= Vinny Byrne =

Vincent Byrne (23 November 1900 – 13 December 1992) was a member of the Irish Republican Army and a senior figure in the assassination group known as The Squad.

==Pre IRA==
In 1915 he joined the 2nd battalion of the Dublin Brigade of the Irish Volunteers at age 14. On Easter Monday 1916 he assembled in Saint Stephen's Green and was supposed to march over to Jacobs Factory where he would remain for the rest of the week. He was told to go home and started to cry. On his way home he ran into his section commander who asked him what was wrong. When Byrne explained what had happened he was brought back to the Green.

He spent the remainder of the week in Jacobs Factory under the command of Thomas McDonagh.
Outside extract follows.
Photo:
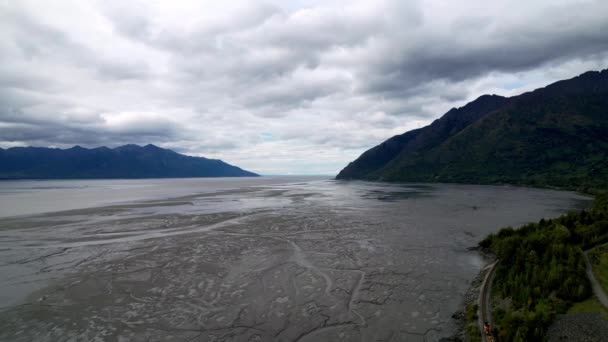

When the rebels surrendered he escaped to his home but was arrested a week later and taken to Richmond Barracks.

==The Squad==
On the morning of the day of Bloody Sunday Byrne was in command of the IRA unit which assassinated Lieutenant Peter Ashmun Ames and Lieutenant Bennett in their room at 38 Upper Mount Street, Dublin. As he and his men were fleeing they got into a shoot out with British agents.

==Post war of independence==
He fought on the Pro-Treaty side during the civil war. He joined the Irish National Army and reached the rank of Commandant-Colonel

He died 13 December 1992. He is survived by two daughters and a son.